Мелоди глубоко вздохнула и опустилась на софу.
— Конечно, ты права. Может быть, со временем я стану менее чувствительной…
— Хорошо бы, — предостерегающе сказала тетя Ли. — Учти, что эта женщина была первой, решившейся на нескромный вопрос. Но далеко не последней!
— Знаешь, не обижайся, но я от всей души желаю, чтобы ты оказалась неправа. По крайней мере, в этом вопросе.
Тетя Ли усмехнулась.
— Я и не думаю обижаться. Но просто будь готова ко всему, на тот случай, если я все же окажусь права…
В день открытия выставки Мелоди была сама не своя, и под ложечкой у нее посасывало от каких-то странных предчувствий. Она прекрасно осознавала, что добилась кое-чего за несколько лет работы в Европе. Подумать только, это же ее первая персональная выставка в самом Нью-Йорке! О, как же она когда-то мечтала, чтобы такой момент настал! И вот он настал. Но Мелоди, как ни странно, осталась абсолютно равнодушной к этому факту. Разумеется, она страшно волновалась, как пройдет открытие, как выставка повлияет на ее дальнейшую карьеру, но отсутствовала некая весьма существенная часть: ей, в сущности, не с кем было разделить свое торжество.

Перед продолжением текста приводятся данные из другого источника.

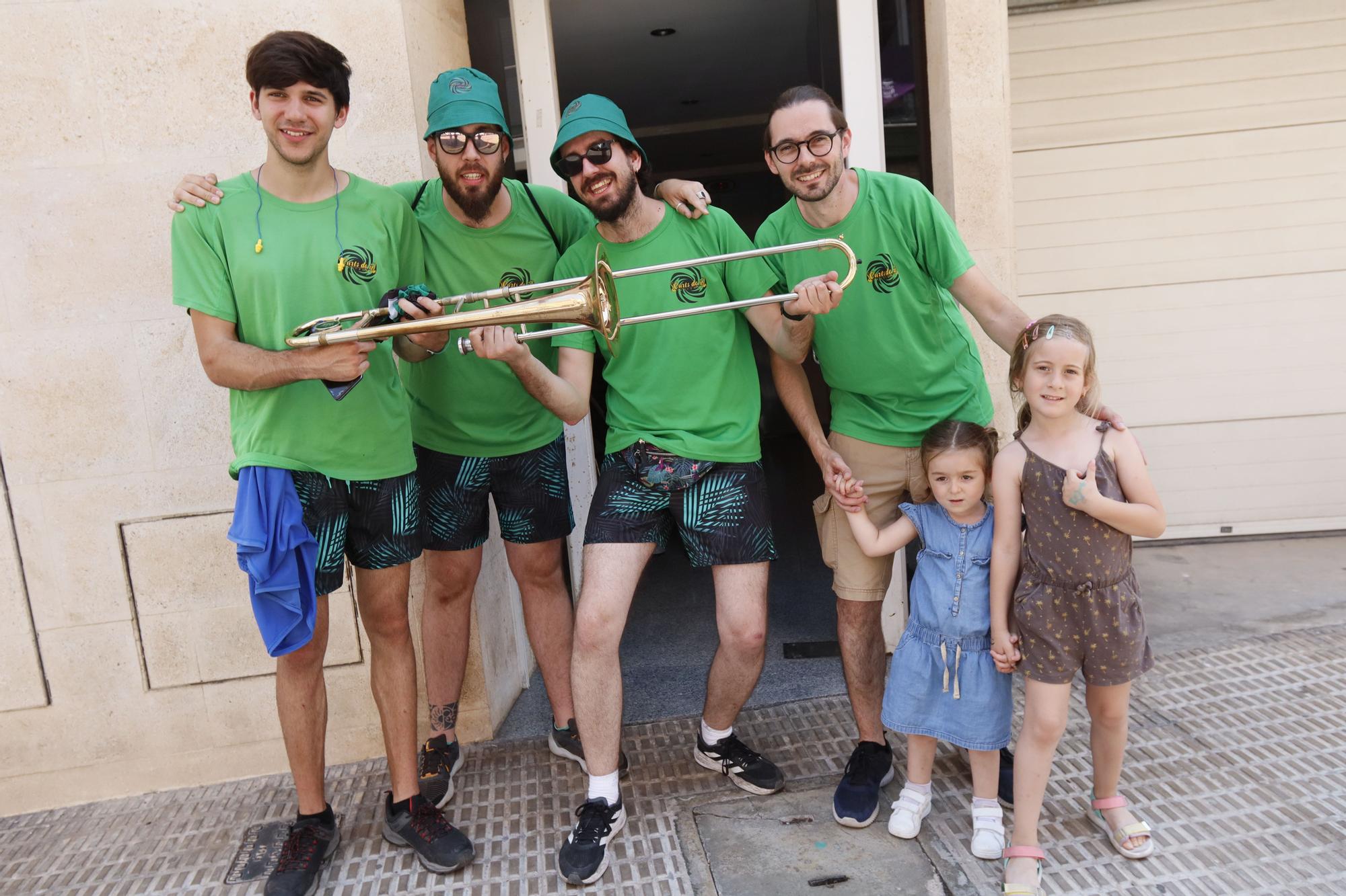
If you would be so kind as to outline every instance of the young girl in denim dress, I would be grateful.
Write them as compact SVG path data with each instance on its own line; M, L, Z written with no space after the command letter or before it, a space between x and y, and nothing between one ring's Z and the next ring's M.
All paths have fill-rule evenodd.
M911 583L911 615L892 651L883 724L907 736L907 783L888 833L913 838L930 814L935 741L968 749L972 760L972 853L999 858L1004 821L996 802L1000 748L1010 743L1010 675L991 657L993 515L983 500L996 452L993 429L958 420L937 424L921 441L933 503L900 505L882 531L863 506L848 519L861 550L891 554L921 538ZM863 494L863 483L839 483Z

Ох, вот уж неподходящее время задумываться о подобных вещах, вслух одернула она себя, надевая темно-зеленый хитон с люрексом и зауженные брюки из черного бархата. Честно говоря, у Мелоди душа не лежала к такому стилю одежды. Она была уверена, что он вскоре выйдет из моды. Но тетя Ли собственноручно купила ей этот костюм и убедила, что на открытии персональной выставки Мелоди обязательно должна быть одета во что-то оригинальное и экстравагантное.